Ownership of St. Thomian’s Impressionist Masterpiece In Hands Of Supreme Court

WASHINGTON — A California man and a Spanish museum locked in a dispute over a valuable impressionist masterpiece stolen by the Nazis should be able to agree on one thing, Justice Stephen Breyer said Tuesday during arguments in the case at the Supreme Court.

“Can everyone agree that this is a beautiful painting?” Breyer asked near the end of an hour of arguments. The painting is a streetscape, now worth millions, by French impressionist Camille Pissarro of St. Thomas.

The case itself is not directly about ownership of the painting but about how to decide the case, which has been going on since 2005. Lower courts had sided with the museum.

On the other side is San Diego resident David Cassirer. His great-grandmother Lilly Cassirer Neubauer, a German Jew, at one time owned the Pissarro oil painting. The 1897 piece, whose title translates to “Rue Saint-Honoré in the Afternoon, Effect of Rain,” is one of a series of 15 that Pissarro painted of a Paris street as seen from his hotel window.

In 1939, in order to get visas for herself and her husband to leave Germany, Neubauer was forced to surrender the piece to a Nazi art appraiser. She was paid about $360, well below the painting’s value, and the money went into an account she was blocked from accessing.
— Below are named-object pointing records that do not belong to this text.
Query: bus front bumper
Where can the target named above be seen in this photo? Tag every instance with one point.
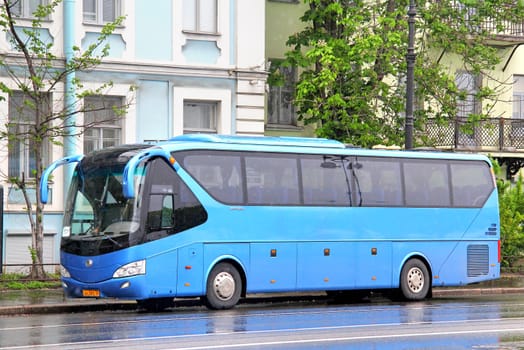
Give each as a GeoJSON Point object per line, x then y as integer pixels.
{"type": "Point", "coordinates": [123, 288]}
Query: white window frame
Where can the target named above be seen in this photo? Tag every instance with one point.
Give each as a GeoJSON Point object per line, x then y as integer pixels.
{"type": "Point", "coordinates": [99, 141]}
{"type": "Point", "coordinates": [212, 106]}
{"type": "Point", "coordinates": [25, 10]}
{"type": "Point", "coordinates": [283, 107]}
{"type": "Point", "coordinates": [193, 21]}
{"type": "Point", "coordinates": [97, 17]}
{"type": "Point", "coordinates": [220, 96]}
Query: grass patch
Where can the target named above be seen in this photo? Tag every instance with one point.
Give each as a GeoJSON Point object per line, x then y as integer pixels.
{"type": "Point", "coordinates": [16, 281]}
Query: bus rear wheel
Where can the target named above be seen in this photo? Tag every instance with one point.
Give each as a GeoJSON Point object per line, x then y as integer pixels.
{"type": "Point", "coordinates": [415, 281]}
{"type": "Point", "coordinates": [224, 287]}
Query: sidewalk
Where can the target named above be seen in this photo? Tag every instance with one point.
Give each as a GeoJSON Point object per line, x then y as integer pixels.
{"type": "Point", "coordinates": [53, 300]}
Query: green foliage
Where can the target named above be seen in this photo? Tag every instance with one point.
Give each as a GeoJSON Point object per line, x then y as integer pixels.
{"type": "Point", "coordinates": [511, 201]}
{"type": "Point", "coordinates": [32, 65]}
{"type": "Point", "coordinates": [352, 55]}
{"type": "Point", "coordinates": [17, 281]}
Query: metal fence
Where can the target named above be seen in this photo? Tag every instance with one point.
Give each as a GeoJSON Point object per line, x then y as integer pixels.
{"type": "Point", "coordinates": [493, 134]}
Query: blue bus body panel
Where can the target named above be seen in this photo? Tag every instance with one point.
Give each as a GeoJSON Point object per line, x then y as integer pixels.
{"type": "Point", "coordinates": [287, 248]}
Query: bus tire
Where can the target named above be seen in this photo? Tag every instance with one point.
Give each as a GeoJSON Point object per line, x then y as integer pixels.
{"type": "Point", "coordinates": [415, 281]}
{"type": "Point", "coordinates": [223, 288]}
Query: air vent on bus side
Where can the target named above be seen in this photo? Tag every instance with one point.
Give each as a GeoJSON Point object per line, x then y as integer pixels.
{"type": "Point", "coordinates": [478, 260]}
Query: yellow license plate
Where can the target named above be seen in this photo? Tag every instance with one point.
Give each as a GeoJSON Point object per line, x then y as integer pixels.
{"type": "Point", "coordinates": [91, 293]}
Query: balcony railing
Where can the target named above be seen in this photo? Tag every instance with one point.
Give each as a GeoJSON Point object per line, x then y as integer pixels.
{"type": "Point", "coordinates": [493, 134]}
{"type": "Point", "coordinates": [508, 30]}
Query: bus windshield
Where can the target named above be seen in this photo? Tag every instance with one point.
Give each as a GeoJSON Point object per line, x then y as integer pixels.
{"type": "Point", "coordinates": [98, 218]}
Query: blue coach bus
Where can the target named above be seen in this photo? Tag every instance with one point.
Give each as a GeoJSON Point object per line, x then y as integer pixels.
{"type": "Point", "coordinates": [221, 216]}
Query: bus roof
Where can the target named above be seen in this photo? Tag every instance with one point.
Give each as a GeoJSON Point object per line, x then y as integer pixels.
{"type": "Point", "coordinates": [299, 145]}
{"type": "Point", "coordinates": [258, 140]}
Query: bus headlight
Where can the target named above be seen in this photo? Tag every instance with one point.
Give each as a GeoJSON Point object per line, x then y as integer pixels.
{"type": "Point", "coordinates": [64, 273]}
{"type": "Point", "coordinates": [131, 269]}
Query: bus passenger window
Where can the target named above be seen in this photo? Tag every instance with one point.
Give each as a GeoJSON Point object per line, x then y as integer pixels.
{"type": "Point", "coordinates": [426, 183]}
{"type": "Point", "coordinates": [160, 215]}
{"type": "Point", "coordinates": [472, 183]}
{"type": "Point", "coordinates": [219, 173]}
{"type": "Point", "coordinates": [325, 181]}
{"type": "Point", "coordinates": [379, 182]}
{"type": "Point", "coordinates": [172, 205]}
{"type": "Point", "coordinates": [272, 179]}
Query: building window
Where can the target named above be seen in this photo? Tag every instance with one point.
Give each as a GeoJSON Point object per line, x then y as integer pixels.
{"type": "Point", "coordinates": [26, 8]}
{"type": "Point", "coordinates": [200, 16]}
{"type": "Point", "coordinates": [103, 123]}
{"type": "Point", "coordinates": [200, 117]}
{"type": "Point", "coordinates": [468, 104]}
{"type": "Point", "coordinates": [101, 11]}
{"type": "Point", "coordinates": [281, 110]}
{"type": "Point", "coordinates": [22, 159]}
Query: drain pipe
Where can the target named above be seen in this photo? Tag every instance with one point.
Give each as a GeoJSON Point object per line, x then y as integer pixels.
{"type": "Point", "coordinates": [70, 139]}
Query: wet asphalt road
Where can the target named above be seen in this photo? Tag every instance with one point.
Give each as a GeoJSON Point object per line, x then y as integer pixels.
{"type": "Point", "coordinates": [480, 322]}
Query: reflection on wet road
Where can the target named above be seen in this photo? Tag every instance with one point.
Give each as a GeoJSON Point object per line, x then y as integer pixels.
{"type": "Point", "coordinates": [485, 322]}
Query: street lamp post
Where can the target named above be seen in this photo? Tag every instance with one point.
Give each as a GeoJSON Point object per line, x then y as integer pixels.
{"type": "Point", "coordinates": [410, 59]}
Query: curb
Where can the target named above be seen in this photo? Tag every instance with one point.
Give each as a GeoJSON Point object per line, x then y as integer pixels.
{"type": "Point", "coordinates": [130, 305]}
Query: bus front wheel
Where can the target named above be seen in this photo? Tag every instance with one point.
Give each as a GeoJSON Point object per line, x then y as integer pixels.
{"type": "Point", "coordinates": [415, 281]}
{"type": "Point", "coordinates": [224, 286]}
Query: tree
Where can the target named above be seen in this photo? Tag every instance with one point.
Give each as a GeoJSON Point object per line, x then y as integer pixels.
{"type": "Point", "coordinates": [352, 56]}
{"type": "Point", "coordinates": [511, 201]}
{"type": "Point", "coordinates": [37, 72]}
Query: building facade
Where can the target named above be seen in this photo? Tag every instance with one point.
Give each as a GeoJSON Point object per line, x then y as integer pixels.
{"type": "Point", "coordinates": [184, 66]}
{"type": "Point", "coordinates": [500, 136]}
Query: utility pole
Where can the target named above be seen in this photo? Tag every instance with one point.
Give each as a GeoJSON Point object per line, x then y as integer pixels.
{"type": "Point", "coordinates": [410, 59]}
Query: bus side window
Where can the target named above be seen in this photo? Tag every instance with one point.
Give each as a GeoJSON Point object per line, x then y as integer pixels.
{"type": "Point", "coordinates": [471, 183]}
{"type": "Point", "coordinates": [160, 215]}
{"type": "Point", "coordinates": [378, 182]}
{"type": "Point", "coordinates": [427, 183]}
{"type": "Point", "coordinates": [172, 205]}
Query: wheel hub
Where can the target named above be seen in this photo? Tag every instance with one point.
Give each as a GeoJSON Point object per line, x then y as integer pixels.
{"type": "Point", "coordinates": [415, 280]}
{"type": "Point", "coordinates": [224, 285]}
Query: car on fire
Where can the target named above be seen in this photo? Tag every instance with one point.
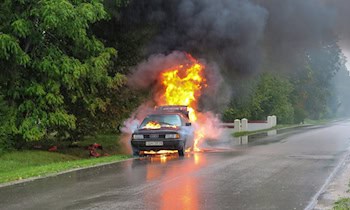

The painting changed hands a number of times since then but is now in the collection of a Spanish museum, the Thyssen-Bornemisza National Museum in Madrid, which has fought to retain it. It has been said to be worth more than $30 million.

Lower courts found the museum to be the lawful owner of the painting while also criticizing Spain for not living up to commitments to return Nazi-looted art.

Even if Cassirer wins at the high court, and he has the backing of the Biden administration, a lower court decision saying Spanish law applies in the case may mean he ultimately loses, Justice Sonia Sotomayor said.

“I believe the district court said that both California law and federal common law would adopt Spanish law. Why is it that we’re here if you lose under both?” she asked Cassirer’s attorney David Boies. Boies said a federal appeals court didn’t address the issue of California law.

Both Sotomayor and Boies were participating remotely, Sotomayor from her office — presumably because of coronavirus concerns — and Boies by telephone because of a positive coronavirus test.

Boies is the third attorney to argue by phone because of a positive test since the court returned to hearing arguments in person in October after more than a year and a half hearing arguments by phone. The court is not allowing the public to attend arguments, and arguing attorneys must test negative.

For many years the Pissarro painting was believed to have been lost or destroyed during the war. In 1958 Neubauer reached a monetary settlement with the German government, but she didn’t give up rights to try to pursue the painting if it turned up.

In fact, the painting had traveled to the United States, where it spent 25 years in the hands of different collectors before being purchased in 1976 by Baron Hans Heinrich Thyssen-Bornemisza of Lugano, Switzerland. In 1993, the painting was one of 775 works the baron sold to Spain for more than $300 million. The Thyssen-Bornemisza National Museum, a renovated palace, houses the collection.

In 2000, Neubauer’s grandson Claude Cassirer discovered that the painting was not lost but on display in the museum. Spain rejected his attempts to get it back, however, and he ultimately sued in the United States. Claude Cassirer died in 2010. It’s his son David now fighting for the piece’s return.

The case is David Cassirer v. Thyssen-Bornemisza Collection Foundation, 20-1566.

Pissarro was born in St. Thomas in 1830 when it was part of the Danish West Indies.